How do you encourage your team to write more unit tests?

You're part of a team where everyone understands and agrees unit tests are important and sees their value. Yet somehow you never get around to writing them. So how do you get out of this? How do you get from a situation where tests are an afterthought to one where writing unit tests is part of the team's culture?

Help build skills in the team

Most of the times people don't write unit tests because they get stuck very early along the way. You need to setup mocking. You need to create fixtures. You need to think of a lot of things.

Having someone a bit more experienced in the team that can setup the structure can make for a great example for the other team members. Also, pair programming on features and writing the tests together can also help in understanding how to think about the tests and how to design the code to be more testable.

Now, if no one in the team already has this experience, you don't need to dispair just yet :) Reading a good book on testing, like "Working effectively with legacy code" can also bring everyone up to speed with good testing practices.

Make unit tests part of your daily process

Are you already using JIRA or a similar issue tracking system? If yes, great! Make sure to add a subtask for each story specifically for writing the unit tests.

Are you already doing code reviews? Even better. Encourage your team to not merge any pull request unless the code change also has a test with it.
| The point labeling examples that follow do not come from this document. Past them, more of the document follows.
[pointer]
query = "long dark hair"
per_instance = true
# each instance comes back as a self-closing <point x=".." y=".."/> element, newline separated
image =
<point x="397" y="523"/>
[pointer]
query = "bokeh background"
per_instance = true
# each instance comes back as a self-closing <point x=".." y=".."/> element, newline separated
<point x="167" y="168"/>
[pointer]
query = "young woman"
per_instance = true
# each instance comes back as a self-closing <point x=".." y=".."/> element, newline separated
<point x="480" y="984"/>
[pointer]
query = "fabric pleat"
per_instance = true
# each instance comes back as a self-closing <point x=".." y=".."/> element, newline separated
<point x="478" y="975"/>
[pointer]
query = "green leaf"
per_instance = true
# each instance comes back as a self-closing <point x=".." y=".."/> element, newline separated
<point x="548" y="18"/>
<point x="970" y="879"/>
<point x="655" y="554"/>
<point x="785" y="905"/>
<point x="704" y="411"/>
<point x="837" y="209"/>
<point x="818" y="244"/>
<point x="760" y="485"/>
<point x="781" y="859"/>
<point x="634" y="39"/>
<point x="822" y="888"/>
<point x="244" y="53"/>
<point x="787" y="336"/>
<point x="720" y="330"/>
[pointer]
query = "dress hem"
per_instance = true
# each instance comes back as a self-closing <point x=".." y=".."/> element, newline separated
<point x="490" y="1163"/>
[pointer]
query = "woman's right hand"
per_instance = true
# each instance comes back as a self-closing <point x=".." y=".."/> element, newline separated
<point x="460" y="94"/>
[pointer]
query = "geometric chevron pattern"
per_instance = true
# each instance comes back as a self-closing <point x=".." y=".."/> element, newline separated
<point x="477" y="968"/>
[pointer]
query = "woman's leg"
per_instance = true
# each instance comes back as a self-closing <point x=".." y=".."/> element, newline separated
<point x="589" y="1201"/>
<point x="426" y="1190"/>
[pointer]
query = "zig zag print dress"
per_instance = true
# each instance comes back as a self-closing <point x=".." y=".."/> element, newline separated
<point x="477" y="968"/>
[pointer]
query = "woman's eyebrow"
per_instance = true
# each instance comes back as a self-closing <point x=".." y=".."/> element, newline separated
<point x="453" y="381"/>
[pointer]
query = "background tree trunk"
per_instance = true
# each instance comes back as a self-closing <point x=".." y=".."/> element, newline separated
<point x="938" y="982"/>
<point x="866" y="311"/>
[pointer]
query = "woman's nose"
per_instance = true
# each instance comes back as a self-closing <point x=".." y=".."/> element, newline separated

This will be hard at first. And it will slow you down. But it will make sure everyone is consistently practicing to write unit tests, getting better at it and with time, everything will get easier.

Visualize your progress

When you're focused on building features every sprint, it's easy to lose track of how far you've gotten with testing. One way to fix this is to visualize the code coverage of your application and see it increase over time. You could even celebrate once you reach certain milestones, like 30% or 40% coverage with a nice lunch together or going out for beers!

One tool I've used successfully for this is SonarQube. This is a code analysis tool that has some really nice features for code coverage. I really like the history time machine and the treemap. You can see how these look in this overview of how to manage the code coverage: http://www.sonarqube.org/manage-code-coverage-by-unit-tests-with-sonar/.

And even if it was built in Java for Java initially, it can actually analzye code coverage reports for a lot of other languages (like JavaScript, PHP and even Objective C).